For 27 years, the victim’s father, André Bamberski, waged a high-profile campaign to bring to justice the man he believes raped and killed his daughter, and fulfil what he says is a posthumous vow he made to her.

He hired private detectives and built a huge archive of documents related to the case.

In 1997 Mr Krombach pleaded guilty in a German court to sedating and sexually abusing a 16-year-old patient and was sentenced to two years in prison. He was banned from practising but, after his release, continued until he was jailed for 18 months in 2006 for operating without a medical licence.
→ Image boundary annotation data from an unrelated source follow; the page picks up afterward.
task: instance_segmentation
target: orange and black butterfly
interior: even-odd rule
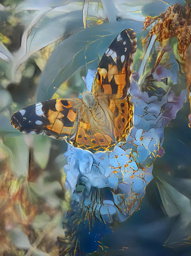
[[[82,99],[50,100],[16,112],[11,122],[20,132],[45,134],[76,146],[108,149],[125,140],[132,124],[132,106],[127,89],[136,38],[123,31],[101,59],[92,91]]]

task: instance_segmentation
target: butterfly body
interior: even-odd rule
[[[124,140],[132,123],[130,85],[134,33],[126,30],[112,43],[101,59],[92,91],[82,99],[50,100],[15,113],[11,123],[20,131],[45,133],[76,146],[108,149]]]

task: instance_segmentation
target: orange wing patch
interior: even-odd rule
[[[89,123],[80,121],[75,138],[77,145],[83,145],[86,149],[108,149],[114,142],[110,136],[96,131]]]
[[[109,108],[114,114],[113,133],[119,142],[125,138],[132,124],[133,105],[127,97],[123,100],[110,99]]]

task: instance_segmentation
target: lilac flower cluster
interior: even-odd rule
[[[71,190],[72,200],[105,223],[123,221],[138,208],[152,179],[153,161],[163,153],[164,128],[185,99],[185,91],[176,97],[170,89],[149,97],[140,90],[137,76],[132,75],[129,90],[133,124],[126,143],[95,153],[69,144],[64,155],[65,187]]]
But there seemed little prospect of him appearing in a French court in connection with Kalinka’s death until a twist in the story 18 months ago.

In October 2009, Mr Krombach was abducted from his home in Bavaria, bound, gagged, driven across the border and dropped outside a courthouse in Mulhouse, eastern France. André Bamberski was arrested and charged over the kidnapping, but he denies being involved.

However, French investigators duly reopened the case against Mr Krombach. They spent more than a year re-examining the evidence and yesterday a new trial against the GP – now 75 – began in Paris.

On the first day of hearings, Mr Krombach’s lawyers called for an adjournment and highlighted the illegal action that brought their client to France.

However, they failed in their attempts to stop the trial on the grounds of his kidnapping, with the French courts noting that the Nazi Klaus Barbie and Carlos the Jackal were tried in France after being kidnapped abroad.

“Dieter Krombach is not Klaus Barbie,” Yves Levano, one of his lawyers, said yesterday.

Mr Bamberski, now 73, said he hoped for a fair trial.